NLRB Establishes New Guidance for Employer Workplace Rules
The National Labor Relations Board (“NLRB”) has set new standards for determining whether an employment policy strikes the appropriate balance between employees’ ability to exercise their rights under Section 7 of the National Labor Relations Act (“NLRA”) and an employer’s right to maintain discipline and productivity in the workplace. These standards apply whether or not the employer has union employees.
Summary of New Standards
For more than a decade, the NLRB has analyzed claims of workplace rule violations under the three-part test described in Lutheran Heritage Village-Livonia, 343 NLRB 646 (2004). Under this test, the analysis begins with determining whether the workplace rule explicitly restricts activities protected by Section 7. If it does, it is unlawful. If the rule does not explicitly restrict protected activity, the rule is still unlawful if (1) employees would reasonably construe the language to prohibit protected activity; (2) the rule was promulgated in response to union activity; or (3) the rule has been applied to restrict the exercise of Section 7 rights. The reasonably construe prong, under which the majority of subsequent cases have rested, has caused confusion for employers and even difficulty for the NLRB to apply consistently.

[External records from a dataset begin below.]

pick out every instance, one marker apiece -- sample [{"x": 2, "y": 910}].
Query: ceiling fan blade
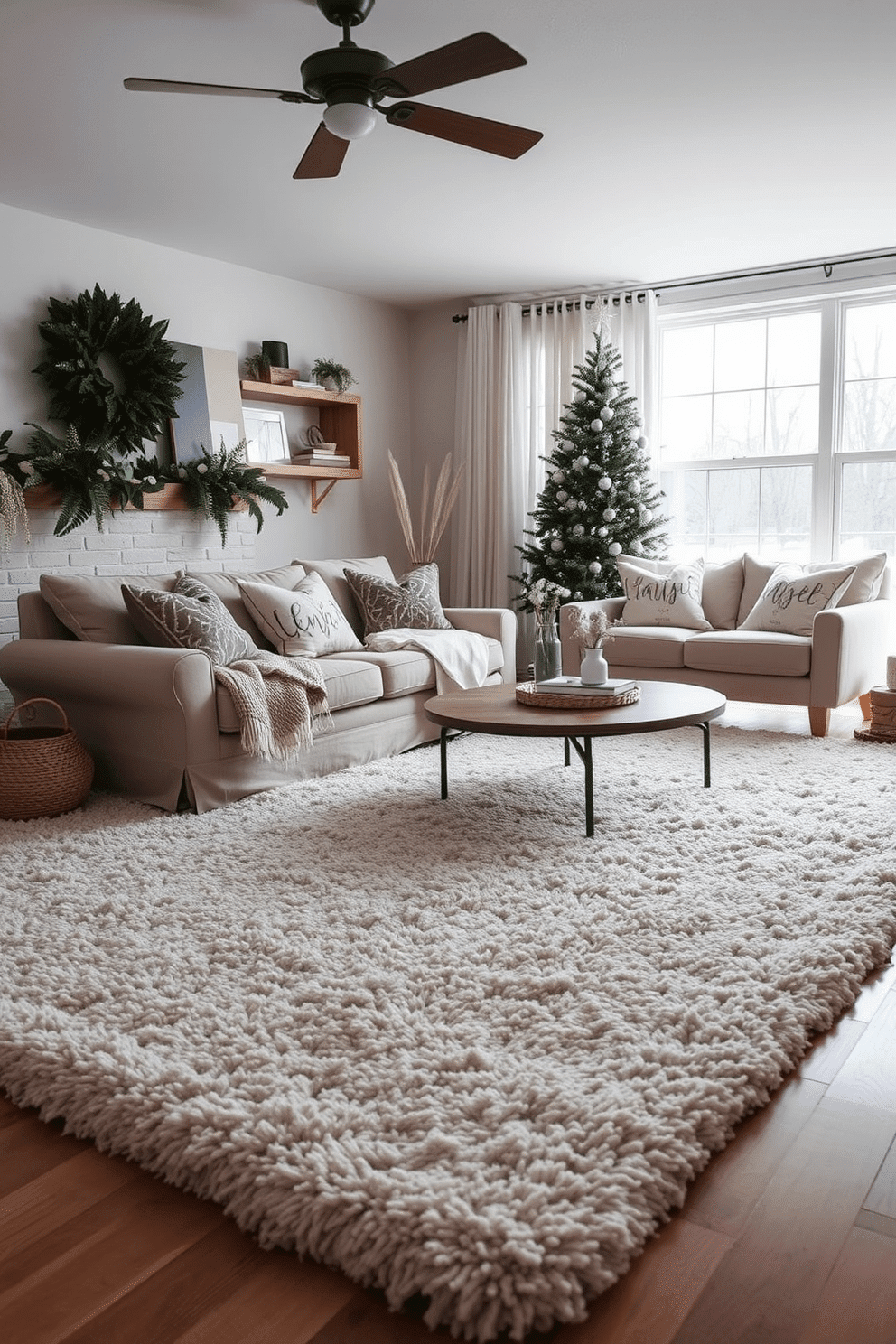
[
  {"x": 229, "y": 90},
  {"x": 495, "y": 137},
  {"x": 471, "y": 58},
  {"x": 324, "y": 154}
]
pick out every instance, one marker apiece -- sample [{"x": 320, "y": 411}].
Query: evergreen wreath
[{"x": 80, "y": 331}]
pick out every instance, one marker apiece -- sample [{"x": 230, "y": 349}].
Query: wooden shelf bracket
[{"x": 317, "y": 495}]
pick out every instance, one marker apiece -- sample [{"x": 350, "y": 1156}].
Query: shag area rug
[{"x": 454, "y": 1049}]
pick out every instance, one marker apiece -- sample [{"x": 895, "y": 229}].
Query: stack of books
[
  {"x": 574, "y": 686},
  {"x": 325, "y": 456}
]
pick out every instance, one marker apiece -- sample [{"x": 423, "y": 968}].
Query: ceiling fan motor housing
[{"x": 344, "y": 74}]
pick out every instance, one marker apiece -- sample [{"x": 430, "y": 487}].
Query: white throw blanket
[{"x": 461, "y": 658}]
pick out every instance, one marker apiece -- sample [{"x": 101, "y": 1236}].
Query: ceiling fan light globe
[{"x": 350, "y": 120}]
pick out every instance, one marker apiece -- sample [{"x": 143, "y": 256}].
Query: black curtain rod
[
  {"x": 556, "y": 305},
  {"x": 827, "y": 266}
]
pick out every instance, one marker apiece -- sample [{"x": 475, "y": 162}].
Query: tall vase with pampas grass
[{"x": 434, "y": 514}]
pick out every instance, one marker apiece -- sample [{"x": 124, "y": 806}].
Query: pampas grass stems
[{"x": 434, "y": 514}]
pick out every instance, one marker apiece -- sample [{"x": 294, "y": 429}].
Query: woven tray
[{"x": 527, "y": 694}]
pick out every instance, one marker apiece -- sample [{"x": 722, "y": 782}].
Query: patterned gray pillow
[
  {"x": 410, "y": 603},
  {"x": 190, "y": 617}
]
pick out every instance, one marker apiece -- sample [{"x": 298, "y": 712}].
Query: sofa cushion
[
  {"x": 303, "y": 621},
  {"x": 188, "y": 620},
  {"x": 333, "y": 574},
  {"x": 722, "y": 588},
  {"x": 665, "y": 600},
  {"x": 793, "y": 597},
  {"x": 226, "y": 586},
  {"x": 758, "y": 652},
  {"x": 93, "y": 608},
  {"x": 348, "y": 683},
  {"x": 407, "y": 603},
  {"x": 403, "y": 671},
  {"x": 648, "y": 647},
  {"x": 865, "y": 583}
]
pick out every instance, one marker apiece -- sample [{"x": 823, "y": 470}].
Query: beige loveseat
[
  {"x": 843, "y": 658},
  {"x": 162, "y": 730}
]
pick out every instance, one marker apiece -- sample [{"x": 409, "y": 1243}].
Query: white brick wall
[{"x": 129, "y": 543}]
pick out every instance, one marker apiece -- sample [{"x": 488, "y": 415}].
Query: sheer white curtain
[{"x": 515, "y": 379}]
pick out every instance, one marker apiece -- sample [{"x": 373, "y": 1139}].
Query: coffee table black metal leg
[
  {"x": 583, "y": 751},
  {"x": 705, "y": 753}
]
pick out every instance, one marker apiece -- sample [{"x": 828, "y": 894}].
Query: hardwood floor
[{"x": 788, "y": 1237}]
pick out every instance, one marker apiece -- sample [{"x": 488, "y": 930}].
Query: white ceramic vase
[{"x": 594, "y": 668}]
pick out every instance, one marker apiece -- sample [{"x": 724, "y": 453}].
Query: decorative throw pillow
[
  {"x": 181, "y": 621},
  {"x": 305, "y": 620},
  {"x": 413, "y": 602},
  {"x": 793, "y": 597},
  {"x": 670, "y": 598},
  {"x": 723, "y": 583}
]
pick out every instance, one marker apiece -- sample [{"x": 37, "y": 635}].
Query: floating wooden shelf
[{"x": 341, "y": 422}]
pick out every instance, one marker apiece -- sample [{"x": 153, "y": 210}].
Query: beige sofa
[
  {"x": 162, "y": 730},
  {"x": 843, "y": 658}
]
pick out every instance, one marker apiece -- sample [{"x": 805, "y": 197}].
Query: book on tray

In The Boeing Company, 365 NLRB 154 (2017), the NLRB acknowledged that the reasonably construe prong was unworkable. Recognizing that the test had unintended implications because it gave no weight to a company’s particular and sometimes complex business needs–in the case of Boeing, a prohibition of camera-enabled devices such as cell phones on company property to maintain security-the NLRB adopted a new standard in its place. Under the new test, the validity of a facially neutral policy will depend on a balancing of (1) the nature and extent of the potential impact on NLRA rights, and (2) legitimate justifications associated with the rule. In implementing this new balancing test, the NLRB sorted workplace rules into three categories:
- Category 1: Rules that are lawful either because (1) the rule, when reasonably interpreted, does not prohibit or interfere with the exercise of NLRA rights; or (2) the potential adverse impact on protected rights is outweighed by business justifications associated with the rule. Rules that may fall under this category include civility rules; no-photography and no-recording rules; rules against insubordination, non-cooperation, or on-the-job conduct that adversely affect operations; disruptive behavior rules; rules protecting confidential, proprietary, and customer information or documents; rules against defamation or misrepresentation; rules against using employer logos or intellectual property; rules requiring authorization to speak for the company; and rules banning disloyalty, nepotism, or self-enrichment.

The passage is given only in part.